[12.09] AlexNet

Z. Yuan

Dosaid maintainer, Full-Stack AI Engineer

The Rise of Convolutional Networks

ImageNet Classification with Deep Convolutional Neural Networks

The study of neural networks began long before AlexNet made its mark.

AlexNet represents a significant milestone, achieving remarkable results in the 2012 ImageNet Challenge.

Defining the Problem

By this time, the application of convolutional networks was beginning to show promise.

Before AlexNet, LeNet-5 successfully utilized Convolutional Neural Networks (CNNs) to tackle the problem of handwritten digit recognition.

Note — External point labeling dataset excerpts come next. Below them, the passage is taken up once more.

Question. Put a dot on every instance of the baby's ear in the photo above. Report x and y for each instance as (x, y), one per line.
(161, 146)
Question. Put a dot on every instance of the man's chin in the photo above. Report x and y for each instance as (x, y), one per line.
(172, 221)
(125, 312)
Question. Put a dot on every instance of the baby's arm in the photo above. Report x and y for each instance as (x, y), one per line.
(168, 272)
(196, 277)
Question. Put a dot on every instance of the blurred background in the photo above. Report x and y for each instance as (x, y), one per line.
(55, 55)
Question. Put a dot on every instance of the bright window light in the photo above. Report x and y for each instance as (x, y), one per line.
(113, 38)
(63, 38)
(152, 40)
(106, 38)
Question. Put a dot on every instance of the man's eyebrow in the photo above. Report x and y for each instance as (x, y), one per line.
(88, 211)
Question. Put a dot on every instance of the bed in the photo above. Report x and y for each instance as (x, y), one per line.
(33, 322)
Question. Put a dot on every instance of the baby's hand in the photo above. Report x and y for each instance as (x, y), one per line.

Gradient-Based Learning Applied to Document Recognition

Additionally, this architecture had already been applied to small-scale datasets such as CIFAR-10 and MNIST.

Compared to traditional feedforward neural networks (fully connected neural networks), CNNs benefited from their inductive bias, providing powerful learning capabilities for image data. Their structure effectively captured spatial dependencies and statistical regularities in images, and required far fewer parameters, making them easier to train.

Despite the attractive features of CNNs, large-scale applications on high-resolution images were still very expensive.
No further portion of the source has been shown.